It looks as though we’ve only half fallen out of the office.
Four months into the pandemic and with 49 per cent of the population working from home there have been some joyous predictions of the death of the office.
The office, invented in 1726 to run the British Empire overnight has been killed by COVID-19.
We’d never go back after we experienced the joys of home working, one line of argument has gone. But the history graduate in me never tires of pointing that history is the great teacher. The First World War saw women answer the patriotic call to take their place in armanent factories.
By 1918, 90 per cent of workers working in the munitions industry were women but an act of Parliament gave returning soldiers their old jobs back and women were nudged and forced back into the household and menial jobs in service.
So, the office
According to a deeply unscientific poll in the Public Sector Comms Headspace Facebook group, just two per cent want to go back to the way things were, 26 per cent want to carry on working from home and 71 per cent want a mix of home working and office.

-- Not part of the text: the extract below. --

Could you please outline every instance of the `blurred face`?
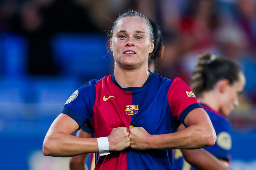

Fig 1: Preference for working from home, July 2020
Research says some of us are more productive at home
The Guardian reported that research shows that we’re on average 13 per cent ,more productive working from home. But the trail was with people with spare bedrooms and didn’t measure homeschoolers. Despite this after the nine-month trial was over half wanted to go back to how things were citing loneliness as a factor.
Stop looking for one size fits all
All of this is conflicting for heads of comms looking and plugs into the one universal truth of this pandemic. There is no one single experience. Some people are worked off their feet and others have spent months twiddling their thumbs. Some have been ill. Some have not.
Whatever the future holds, this will be done to teams rather than shaped by wholly shaped them. Which is depressing until you realise there’s not much you can do about it.